Thomas University offers students a wide variety of minors to combine with undergraduate degrees. Adding a minor to your program of study provides additional career opportunities and the ability to specialize in a specific career path. Students are encouraged to have conversation with their Success Advisor and a faculty advisor regarding career options.
The minor in Art consists of 15 semester hours (5 classes) taken in Art courses numbered 300 or above. All students seeking a minor in Art are required to meet with an Art department instructor and submit a portfolio for approval before beginning a course of study.
Chemistry is the scientific study of properties and composition of matter and the laws that govern them. It is the foundation for many fields of studying including biology. A minor in chemistry at TU complements many fields of study preparing students for careers or graduate studies in life sciences, medicine or other health related fields. Coursework is focused on inorganic, organic and biochemistry designed to enhance understanding of life processes.
The Creative Writing Minor (15 credit hours) provides students with essential writing, communication and presentation skills used in a wide variety of professions. The workshop-based model emphasizes the writing process, peer feedback, and revision. Students have the opportunity to engage in hands-on experience editing the web-based Nighthawk Review, Thomas University’s Creative Arts journal. This student-run journal fosters innovation, collaboration and leadership to create adept literary citizens.
This concentration will provide graduates with skills in Criminal Justice, which can be combined with a variety of majors.
Students pursuing this minor must abide by all of the rules and regulations governing Education students at Thomas University. Completing a minor in Education does not lead to teacher certification.
The minor consists of 15 semester hours (5 classes) taken in English courses numbered 300 or above and must include one course with prefix of ENG 301-ENG 304.
The Environmental Science Program at Thomas University is a collaborative learning environment dedicated to the sustainable use of natural resources.
Through course offerings, seminars, independent study and cooperative research with local governments and resource groups, this program provides a cross-disciplinary perspective on the political, legal, psychological, cultural, behavioral and societal forces that affect relations between people and environment.
Humans are an integral component of the ecosystem and have the responsibility to alleviate global problems such as natural resource depletion, environment degradation, biodiversity loss and poverty.
Students interested in natural resource protection, wildlife management or environmental issues take courses that deal with resource issues, such as conservation biology, ecology, field biology and environmental science. These and related subjects will prepare students for advanced study at the graduate level or for a career in resource management, environmental planning or environmental regulation with local, state, federal governments, or an environmental consulting firm.

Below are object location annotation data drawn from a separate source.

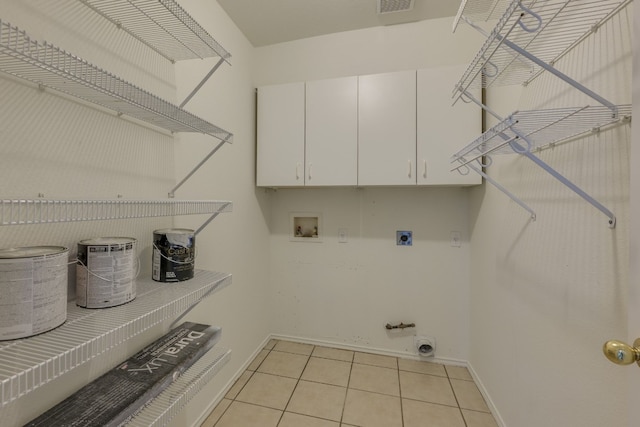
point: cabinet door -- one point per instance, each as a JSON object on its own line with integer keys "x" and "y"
{"x": 331, "y": 151}
{"x": 442, "y": 128}
{"x": 280, "y": 129}
{"x": 387, "y": 129}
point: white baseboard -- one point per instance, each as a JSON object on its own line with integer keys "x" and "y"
{"x": 218, "y": 398}
{"x": 487, "y": 398}
{"x": 364, "y": 349}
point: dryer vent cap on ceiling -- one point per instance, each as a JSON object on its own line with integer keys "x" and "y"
{"x": 389, "y": 6}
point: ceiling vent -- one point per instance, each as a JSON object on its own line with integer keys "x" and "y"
{"x": 389, "y": 6}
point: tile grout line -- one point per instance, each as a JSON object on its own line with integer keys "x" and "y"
{"x": 297, "y": 383}
{"x": 346, "y": 392}
{"x": 400, "y": 394}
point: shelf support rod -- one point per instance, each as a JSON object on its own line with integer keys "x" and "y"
{"x": 211, "y": 218}
{"x": 561, "y": 76}
{"x": 198, "y": 166}
{"x": 202, "y": 82}
{"x": 593, "y": 202}
{"x": 504, "y": 190}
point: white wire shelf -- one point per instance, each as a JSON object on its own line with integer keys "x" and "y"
{"x": 162, "y": 25}
{"x": 171, "y": 401}
{"x": 52, "y": 67}
{"x": 536, "y": 128}
{"x": 30, "y": 363}
{"x": 43, "y": 211}
{"x": 546, "y": 30}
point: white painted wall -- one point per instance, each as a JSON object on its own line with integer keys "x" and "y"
{"x": 546, "y": 295}
{"x": 528, "y": 304}
{"x": 62, "y": 149}
{"x": 345, "y": 293}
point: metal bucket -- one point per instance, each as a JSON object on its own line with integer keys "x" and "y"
{"x": 33, "y": 290}
{"x": 173, "y": 255}
{"x": 106, "y": 272}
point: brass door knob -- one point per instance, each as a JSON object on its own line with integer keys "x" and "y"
{"x": 622, "y": 353}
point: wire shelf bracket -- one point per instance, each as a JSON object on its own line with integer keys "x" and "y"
{"x": 170, "y": 31}
{"x": 522, "y": 132}
{"x": 523, "y": 44}
{"x": 523, "y": 35}
{"x": 29, "y": 363}
{"x": 47, "y": 65}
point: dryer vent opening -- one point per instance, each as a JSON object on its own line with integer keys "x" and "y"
{"x": 390, "y": 6}
{"x": 425, "y": 346}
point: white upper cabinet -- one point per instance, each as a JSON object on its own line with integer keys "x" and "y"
{"x": 387, "y": 129}
{"x": 394, "y": 128}
{"x": 331, "y": 154}
{"x": 281, "y": 129}
{"x": 443, "y": 127}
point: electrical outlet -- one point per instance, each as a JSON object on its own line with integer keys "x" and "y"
{"x": 343, "y": 235}
{"x": 404, "y": 238}
{"x": 456, "y": 240}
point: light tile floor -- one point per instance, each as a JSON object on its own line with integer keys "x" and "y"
{"x": 301, "y": 385}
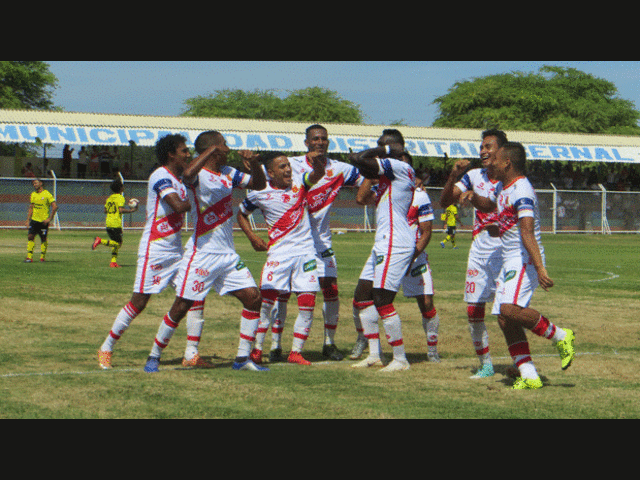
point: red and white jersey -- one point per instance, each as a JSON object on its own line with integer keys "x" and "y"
{"x": 421, "y": 210}
{"x": 212, "y": 209}
{"x": 162, "y": 230}
{"x": 515, "y": 201}
{"x": 320, "y": 196}
{"x": 286, "y": 215}
{"x": 476, "y": 179}
{"x": 394, "y": 195}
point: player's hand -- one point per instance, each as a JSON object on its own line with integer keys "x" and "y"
{"x": 259, "y": 245}
{"x": 543, "y": 279}
{"x": 460, "y": 166}
{"x": 466, "y": 197}
{"x": 493, "y": 229}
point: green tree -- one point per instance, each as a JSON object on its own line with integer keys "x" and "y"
{"x": 26, "y": 85}
{"x": 312, "y": 104}
{"x": 556, "y": 99}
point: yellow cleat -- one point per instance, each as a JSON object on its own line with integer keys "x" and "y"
{"x": 527, "y": 384}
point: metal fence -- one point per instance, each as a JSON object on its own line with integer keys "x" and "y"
{"x": 81, "y": 206}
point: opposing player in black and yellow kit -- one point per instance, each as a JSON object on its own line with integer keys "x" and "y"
{"x": 114, "y": 208}
{"x": 42, "y": 209}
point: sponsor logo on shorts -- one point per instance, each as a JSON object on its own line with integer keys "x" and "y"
{"x": 419, "y": 270}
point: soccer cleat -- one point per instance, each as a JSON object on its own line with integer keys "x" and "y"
{"x": 433, "y": 357}
{"x": 566, "y": 349}
{"x": 249, "y": 365}
{"x": 359, "y": 348}
{"x": 369, "y": 362}
{"x": 256, "y": 356}
{"x": 197, "y": 361}
{"x": 396, "y": 366}
{"x": 275, "y": 355}
{"x": 152, "y": 364}
{"x": 296, "y": 357}
{"x": 484, "y": 371}
{"x": 527, "y": 384}
{"x": 332, "y": 352}
{"x": 104, "y": 359}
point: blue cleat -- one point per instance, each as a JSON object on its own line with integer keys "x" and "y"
{"x": 152, "y": 365}
{"x": 249, "y": 365}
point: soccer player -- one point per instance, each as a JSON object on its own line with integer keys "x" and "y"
{"x": 291, "y": 264}
{"x": 517, "y": 224}
{"x": 418, "y": 281}
{"x": 393, "y": 250}
{"x": 320, "y": 198}
{"x": 451, "y": 218}
{"x": 160, "y": 249}
{"x": 210, "y": 260}
{"x": 485, "y": 256}
{"x": 42, "y": 210}
{"x": 114, "y": 208}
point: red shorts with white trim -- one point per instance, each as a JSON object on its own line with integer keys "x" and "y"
{"x": 386, "y": 271}
{"x": 200, "y": 272}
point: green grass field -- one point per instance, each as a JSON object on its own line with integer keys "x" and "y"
{"x": 55, "y": 315}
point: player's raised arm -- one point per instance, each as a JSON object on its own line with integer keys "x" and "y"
{"x": 193, "y": 168}
{"x": 318, "y": 163}
{"x": 366, "y": 160}
{"x": 258, "y": 244}
{"x": 450, "y": 193}
{"x": 365, "y": 193}
{"x": 252, "y": 162}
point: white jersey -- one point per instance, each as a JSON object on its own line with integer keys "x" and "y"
{"x": 421, "y": 210}
{"x": 394, "y": 195}
{"x": 212, "y": 209}
{"x": 515, "y": 201}
{"x": 483, "y": 244}
{"x": 162, "y": 230}
{"x": 286, "y": 215}
{"x": 320, "y": 196}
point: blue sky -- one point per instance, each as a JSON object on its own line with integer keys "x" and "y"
{"x": 385, "y": 91}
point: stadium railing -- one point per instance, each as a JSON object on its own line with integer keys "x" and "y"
{"x": 81, "y": 206}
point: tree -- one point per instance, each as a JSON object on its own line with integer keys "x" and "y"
{"x": 313, "y": 104}
{"x": 26, "y": 85}
{"x": 556, "y": 99}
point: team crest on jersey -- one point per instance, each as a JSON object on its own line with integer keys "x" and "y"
{"x": 511, "y": 274}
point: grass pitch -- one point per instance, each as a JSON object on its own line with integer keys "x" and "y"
{"x": 55, "y": 315}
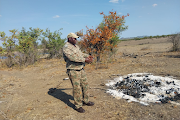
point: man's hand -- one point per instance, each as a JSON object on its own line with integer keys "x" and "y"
{"x": 88, "y": 60}
{"x": 90, "y": 57}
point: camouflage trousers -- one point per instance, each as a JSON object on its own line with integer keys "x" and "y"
{"x": 80, "y": 86}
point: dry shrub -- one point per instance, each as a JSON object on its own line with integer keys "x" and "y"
{"x": 175, "y": 39}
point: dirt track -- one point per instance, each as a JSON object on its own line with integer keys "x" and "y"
{"x": 27, "y": 94}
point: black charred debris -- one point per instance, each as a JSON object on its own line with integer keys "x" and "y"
{"x": 136, "y": 88}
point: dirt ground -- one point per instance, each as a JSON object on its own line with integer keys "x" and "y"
{"x": 27, "y": 94}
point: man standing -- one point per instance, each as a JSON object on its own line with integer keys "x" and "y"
{"x": 75, "y": 61}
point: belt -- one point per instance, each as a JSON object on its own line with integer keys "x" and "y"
{"x": 75, "y": 69}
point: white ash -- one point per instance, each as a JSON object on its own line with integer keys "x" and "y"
{"x": 145, "y": 88}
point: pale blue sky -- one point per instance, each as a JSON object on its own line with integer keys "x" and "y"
{"x": 147, "y": 17}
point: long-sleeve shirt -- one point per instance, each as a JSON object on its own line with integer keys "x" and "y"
{"x": 73, "y": 56}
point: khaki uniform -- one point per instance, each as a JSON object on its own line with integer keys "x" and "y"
{"x": 75, "y": 61}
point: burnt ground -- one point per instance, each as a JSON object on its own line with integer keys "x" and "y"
{"x": 28, "y": 94}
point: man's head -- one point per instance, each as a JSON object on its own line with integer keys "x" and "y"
{"x": 72, "y": 38}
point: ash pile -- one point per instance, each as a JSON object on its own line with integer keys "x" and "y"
{"x": 145, "y": 88}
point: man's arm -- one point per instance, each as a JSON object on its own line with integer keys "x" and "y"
{"x": 72, "y": 56}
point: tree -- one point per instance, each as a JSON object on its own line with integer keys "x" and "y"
{"x": 54, "y": 43}
{"x": 27, "y": 46}
{"x": 9, "y": 44}
{"x": 104, "y": 37}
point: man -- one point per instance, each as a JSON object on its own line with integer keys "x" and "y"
{"x": 75, "y": 61}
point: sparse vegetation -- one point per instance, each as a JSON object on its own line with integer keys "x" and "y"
{"x": 22, "y": 49}
{"x": 175, "y": 39}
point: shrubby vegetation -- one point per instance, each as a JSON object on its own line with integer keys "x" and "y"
{"x": 21, "y": 48}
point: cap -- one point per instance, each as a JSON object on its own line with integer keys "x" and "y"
{"x": 72, "y": 35}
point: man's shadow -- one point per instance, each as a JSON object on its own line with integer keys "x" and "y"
{"x": 59, "y": 94}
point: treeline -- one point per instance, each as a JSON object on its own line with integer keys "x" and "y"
{"x": 22, "y": 47}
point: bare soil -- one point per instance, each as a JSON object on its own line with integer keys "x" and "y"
{"x": 27, "y": 94}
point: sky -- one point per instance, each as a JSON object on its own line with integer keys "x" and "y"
{"x": 146, "y": 17}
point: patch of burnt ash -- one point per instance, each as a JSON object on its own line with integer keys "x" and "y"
{"x": 139, "y": 85}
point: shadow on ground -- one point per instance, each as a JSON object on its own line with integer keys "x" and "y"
{"x": 64, "y": 97}
{"x": 173, "y": 56}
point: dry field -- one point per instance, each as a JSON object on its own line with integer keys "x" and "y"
{"x": 26, "y": 94}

ENVIRONMENTAL SCIENCE MINOR
Environmental scientists and specialists work to gather, monitor and analyze information concerning environmental conditions to protect the environment and human health.

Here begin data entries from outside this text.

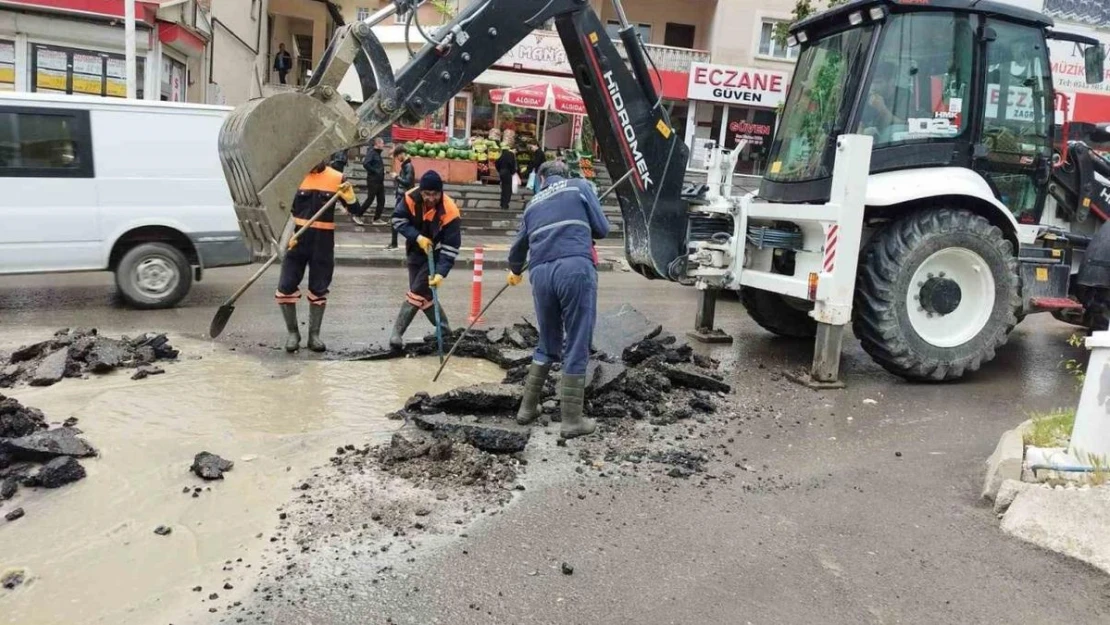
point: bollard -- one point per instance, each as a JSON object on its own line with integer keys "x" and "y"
{"x": 476, "y": 286}
{"x": 1090, "y": 439}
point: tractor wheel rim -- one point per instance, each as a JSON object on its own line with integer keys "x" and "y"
{"x": 155, "y": 276}
{"x": 950, "y": 298}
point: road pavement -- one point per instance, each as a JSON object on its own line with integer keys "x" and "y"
{"x": 849, "y": 506}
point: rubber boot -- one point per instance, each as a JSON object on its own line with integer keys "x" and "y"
{"x": 404, "y": 320}
{"x": 533, "y": 390}
{"x": 443, "y": 319}
{"x": 293, "y": 339}
{"x": 574, "y": 396}
{"x": 315, "y": 318}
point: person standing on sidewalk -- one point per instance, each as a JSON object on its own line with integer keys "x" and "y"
{"x": 556, "y": 238}
{"x": 506, "y": 169}
{"x": 314, "y": 250}
{"x": 375, "y": 179}
{"x": 403, "y": 182}
{"x": 431, "y": 223}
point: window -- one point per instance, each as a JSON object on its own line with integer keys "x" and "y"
{"x": 613, "y": 27}
{"x": 66, "y": 70}
{"x": 919, "y": 79}
{"x": 770, "y": 47}
{"x": 7, "y": 66}
{"x": 44, "y": 142}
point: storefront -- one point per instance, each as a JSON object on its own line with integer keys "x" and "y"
{"x": 735, "y": 108}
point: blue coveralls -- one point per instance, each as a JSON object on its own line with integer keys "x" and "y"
{"x": 556, "y": 238}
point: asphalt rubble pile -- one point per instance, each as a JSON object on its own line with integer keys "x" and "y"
{"x": 81, "y": 352}
{"x": 34, "y": 455}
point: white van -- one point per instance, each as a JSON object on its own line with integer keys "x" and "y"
{"x": 104, "y": 184}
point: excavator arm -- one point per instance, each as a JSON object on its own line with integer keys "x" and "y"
{"x": 268, "y": 144}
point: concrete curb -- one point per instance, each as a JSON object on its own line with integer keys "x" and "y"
{"x": 1006, "y": 462}
{"x": 396, "y": 260}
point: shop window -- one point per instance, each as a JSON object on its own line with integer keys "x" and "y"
{"x": 613, "y": 27}
{"x": 919, "y": 82}
{"x": 44, "y": 142}
{"x": 769, "y": 44}
{"x": 7, "y": 66}
{"x": 66, "y": 70}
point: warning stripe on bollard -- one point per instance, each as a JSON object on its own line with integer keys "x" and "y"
{"x": 476, "y": 286}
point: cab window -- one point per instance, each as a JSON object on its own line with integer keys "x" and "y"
{"x": 918, "y": 84}
{"x": 44, "y": 143}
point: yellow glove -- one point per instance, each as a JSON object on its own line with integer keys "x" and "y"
{"x": 346, "y": 193}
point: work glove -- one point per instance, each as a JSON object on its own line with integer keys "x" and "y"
{"x": 346, "y": 193}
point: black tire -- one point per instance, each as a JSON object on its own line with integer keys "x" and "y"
{"x": 777, "y": 314}
{"x": 881, "y": 320}
{"x": 153, "y": 275}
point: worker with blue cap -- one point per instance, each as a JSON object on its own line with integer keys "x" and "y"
{"x": 556, "y": 238}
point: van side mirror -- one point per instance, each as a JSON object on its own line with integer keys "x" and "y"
{"x": 1093, "y": 61}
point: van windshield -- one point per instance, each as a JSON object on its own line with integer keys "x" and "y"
{"x": 816, "y": 108}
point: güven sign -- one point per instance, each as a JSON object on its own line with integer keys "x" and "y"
{"x": 737, "y": 86}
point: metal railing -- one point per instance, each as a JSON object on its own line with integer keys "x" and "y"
{"x": 669, "y": 59}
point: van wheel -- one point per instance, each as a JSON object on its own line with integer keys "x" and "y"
{"x": 783, "y": 315}
{"x": 153, "y": 275}
{"x": 936, "y": 295}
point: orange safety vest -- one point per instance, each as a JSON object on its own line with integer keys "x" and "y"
{"x": 314, "y": 191}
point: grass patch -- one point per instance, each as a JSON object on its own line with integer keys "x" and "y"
{"x": 1050, "y": 430}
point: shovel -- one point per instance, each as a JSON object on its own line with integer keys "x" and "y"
{"x": 223, "y": 314}
{"x": 435, "y": 306}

The U.S. Bureau of Labor Statistics is projecting an 11% increase in positions in this career field through 2026 (faster than average).
Source: Bureau of Labor Statistics
GIS is a marketable skill utilized in many careers. This exciting, hands-on skill has career potential in the following industries: military and defense, urban planning, utility and infrastructure, resource management, environmental studies, and emergency services. Students have access to the GAPP (Geospatial Analysis Planning & Preservation) Center which contains state-of-the-art GIS and GPS (Global Positions System) technology.
GEOGRAPHIC INFORMATION SYSTEMS (GIS) MINOR
Individuals working with GIS systems study the Earth and the distribution of its land, features, and inhabitants. They also examine political or cultural structures and study the physical and human geographic characteristics of regions ranging in scale from local to global.
GIS systems are used in a wide variety of careers including business, government, urban planning, utilities, resource management and emergency services.
Source: Bureau of Labor Statistics
Two electives from the following:
This minor consists of 15 credits (5 classes) taken in Social Work in classes numbered 300 or above.